Robert McClure, a former reporter for the Seattle Post- Intelligencer and now chief environmental correspondent for InvestigateWest, another new non-profit reporting organization, wrote a piece on new findings about health risks of a common pavement-sealing substance. It was jointly published online in January by that group and MSNBC. (McClure is a member of SEJ's Board of Directors who also chairs the organization's Editorial Board, which oversees publication of SEJournal.)

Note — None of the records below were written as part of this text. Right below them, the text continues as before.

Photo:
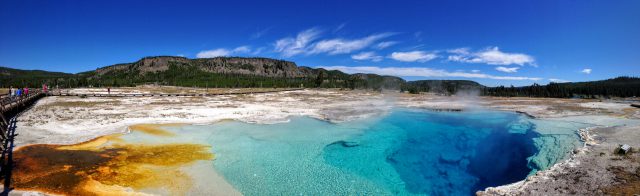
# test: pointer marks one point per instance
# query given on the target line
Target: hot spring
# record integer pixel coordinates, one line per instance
(405, 152)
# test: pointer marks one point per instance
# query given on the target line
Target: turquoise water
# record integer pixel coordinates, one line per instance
(407, 152)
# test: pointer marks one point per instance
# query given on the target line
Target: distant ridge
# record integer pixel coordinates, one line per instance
(207, 72)
(239, 72)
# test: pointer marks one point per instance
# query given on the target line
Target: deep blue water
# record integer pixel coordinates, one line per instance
(447, 153)
(407, 152)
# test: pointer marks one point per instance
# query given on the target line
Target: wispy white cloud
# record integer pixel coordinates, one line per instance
(226, 52)
(491, 56)
(385, 44)
(213, 53)
(291, 46)
(367, 56)
(508, 69)
(344, 46)
(340, 27)
(558, 80)
(422, 72)
(307, 42)
(414, 56)
(242, 49)
(260, 33)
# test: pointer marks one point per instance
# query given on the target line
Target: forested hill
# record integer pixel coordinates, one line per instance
(443, 86)
(237, 72)
(208, 72)
(616, 87)
(21, 78)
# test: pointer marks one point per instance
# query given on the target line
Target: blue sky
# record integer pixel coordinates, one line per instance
(492, 42)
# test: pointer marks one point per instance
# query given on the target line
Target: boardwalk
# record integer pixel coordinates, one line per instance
(11, 106)
(60, 93)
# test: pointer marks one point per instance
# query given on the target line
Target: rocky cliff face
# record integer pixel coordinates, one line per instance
(226, 65)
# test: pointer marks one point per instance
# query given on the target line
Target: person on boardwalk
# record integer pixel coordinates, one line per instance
(12, 92)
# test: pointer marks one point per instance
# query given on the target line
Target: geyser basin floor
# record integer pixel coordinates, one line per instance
(406, 152)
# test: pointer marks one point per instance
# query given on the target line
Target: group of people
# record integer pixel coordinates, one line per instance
(18, 92)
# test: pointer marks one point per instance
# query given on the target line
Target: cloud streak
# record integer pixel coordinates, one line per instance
(363, 56)
(290, 46)
(220, 52)
(507, 69)
(422, 72)
(491, 56)
(307, 43)
(344, 46)
(413, 56)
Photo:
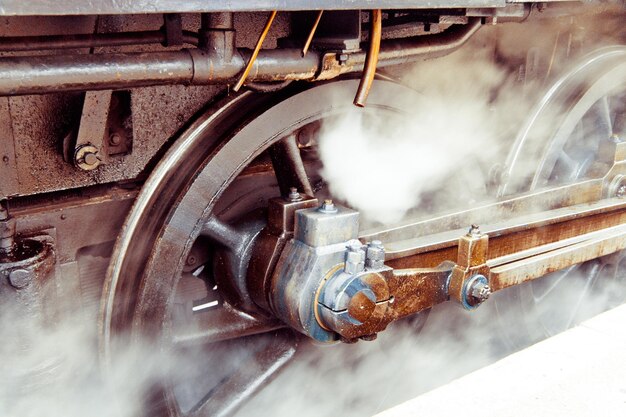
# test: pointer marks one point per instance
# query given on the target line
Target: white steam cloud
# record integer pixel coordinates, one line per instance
(385, 167)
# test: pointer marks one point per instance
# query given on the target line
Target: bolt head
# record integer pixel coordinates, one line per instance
(328, 207)
(474, 230)
(20, 278)
(294, 195)
(115, 139)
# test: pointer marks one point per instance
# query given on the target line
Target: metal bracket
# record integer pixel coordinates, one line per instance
(90, 151)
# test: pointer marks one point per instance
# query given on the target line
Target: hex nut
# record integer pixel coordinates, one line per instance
(20, 278)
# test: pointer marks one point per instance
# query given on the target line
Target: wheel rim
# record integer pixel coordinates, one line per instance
(580, 96)
(175, 204)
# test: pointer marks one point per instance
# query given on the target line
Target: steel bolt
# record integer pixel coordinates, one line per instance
(474, 230)
(328, 207)
(480, 291)
(375, 257)
(91, 159)
(294, 195)
(115, 139)
(19, 278)
(355, 257)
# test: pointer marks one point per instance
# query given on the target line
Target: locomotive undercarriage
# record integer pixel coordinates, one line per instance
(229, 234)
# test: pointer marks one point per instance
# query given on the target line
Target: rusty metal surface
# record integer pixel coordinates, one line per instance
(56, 73)
(8, 165)
(81, 7)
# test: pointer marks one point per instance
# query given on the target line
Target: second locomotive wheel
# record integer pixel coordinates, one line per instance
(177, 275)
(569, 137)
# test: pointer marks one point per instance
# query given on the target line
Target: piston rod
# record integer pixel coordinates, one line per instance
(21, 75)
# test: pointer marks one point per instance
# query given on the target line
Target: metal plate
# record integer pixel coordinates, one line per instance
(87, 7)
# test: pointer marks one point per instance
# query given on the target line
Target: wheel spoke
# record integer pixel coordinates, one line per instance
(289, 167)
(223, 233)
(219, 324)
(605, 117)
(251, 376)
(553, 284)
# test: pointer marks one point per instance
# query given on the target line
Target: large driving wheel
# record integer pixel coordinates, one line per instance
(568, 138)
(177, 276)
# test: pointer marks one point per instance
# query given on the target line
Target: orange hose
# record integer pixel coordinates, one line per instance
(255, 53)
(371, 59)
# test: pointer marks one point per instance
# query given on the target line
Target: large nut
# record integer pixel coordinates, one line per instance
(20, 278)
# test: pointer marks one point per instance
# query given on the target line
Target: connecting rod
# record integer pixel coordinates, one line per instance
(332, 283)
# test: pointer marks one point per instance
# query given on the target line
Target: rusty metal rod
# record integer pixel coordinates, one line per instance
(94, 40)
(371, 59)
(309, 39)
(255, 53)
(21, 75)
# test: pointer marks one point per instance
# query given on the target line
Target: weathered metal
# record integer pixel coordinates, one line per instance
(95, 40)
(55, 73)
(79, 7)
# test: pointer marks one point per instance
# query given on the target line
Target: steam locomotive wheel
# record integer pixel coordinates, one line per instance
(582, 113)
(197, 216)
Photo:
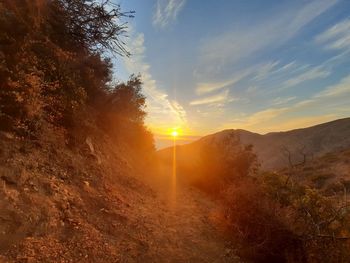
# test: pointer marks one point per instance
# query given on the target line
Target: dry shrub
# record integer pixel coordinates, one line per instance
(256, 222)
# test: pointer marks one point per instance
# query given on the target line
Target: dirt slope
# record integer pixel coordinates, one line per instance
(89, 204)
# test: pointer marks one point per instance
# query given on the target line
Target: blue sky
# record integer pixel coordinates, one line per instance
(250, 64)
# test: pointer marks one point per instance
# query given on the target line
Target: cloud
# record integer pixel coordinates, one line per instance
(266, 70)
(337, 37)
(162, 112)
(279, 100)
(218, 99)
(166, 12)
(232, 46)
(331, 103)
(311, 74)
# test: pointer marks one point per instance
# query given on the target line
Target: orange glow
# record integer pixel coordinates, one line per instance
(174, 133)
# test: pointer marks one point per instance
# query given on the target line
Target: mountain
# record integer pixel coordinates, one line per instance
(278, 149)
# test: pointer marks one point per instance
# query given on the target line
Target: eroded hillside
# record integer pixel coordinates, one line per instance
(78, 205)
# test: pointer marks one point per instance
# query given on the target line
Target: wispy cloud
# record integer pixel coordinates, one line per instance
(326, 105)
(166, 12)
(311, 74)
(161, 110)
(217, 99)
(234, 45)
(337, 37)
(266, 70)
(280, 101)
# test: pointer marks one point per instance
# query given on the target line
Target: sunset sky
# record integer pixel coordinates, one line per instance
(256, 65)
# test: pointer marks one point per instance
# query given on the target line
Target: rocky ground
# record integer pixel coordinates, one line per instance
(89, 204)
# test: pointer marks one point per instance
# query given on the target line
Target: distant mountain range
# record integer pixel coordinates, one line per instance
(278, 149)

McClure reported that a federal study in Austin, Texas, had found that toxic chemicals in coal-tar sealant, a substance generated as waste in the manufacture of steel, are present "at alarming levels in dust in homes, prompting concerns about the potential health effects of long-term exposure."

The research findings by the U.S. Geological Survey, "which found high levels of chemicals used in the sealant in house dust, marks the first time researchers have raised alarms about potential health effects for humans — especially young children — from the parking-lot coatings," he wrote.

Along with earlier studies showing harm to small organisms in waterways, "the finding raises serious questions about the advisability of using coal tar as a sealant, the scientists say," McClure added.

(Kevin Carmody, a founder of SEJ who died in 2005, had reported on the subject of pollution from coal-tar sealants for the Austin American-Statesman. SEJ's annual award for investigative reporting is named in Carmody's honor.)

Despite an increasing amount of solid investigative reporting by non-profit organizations, exemplified by the reports noted here, Harvard University's Nieman Journalism Lab revealed in February that one venture to distribute non-profits' work broadly had not worked out as well as hoped.

Laura McGann reported that it appeared Associated Press members had used "little if any" of the reports by four non-profit organizations that the AP had distributed in a six-month pilot project. The four were ProPublica, Center for Public Integrity, center for Investigative Reporting Workshop.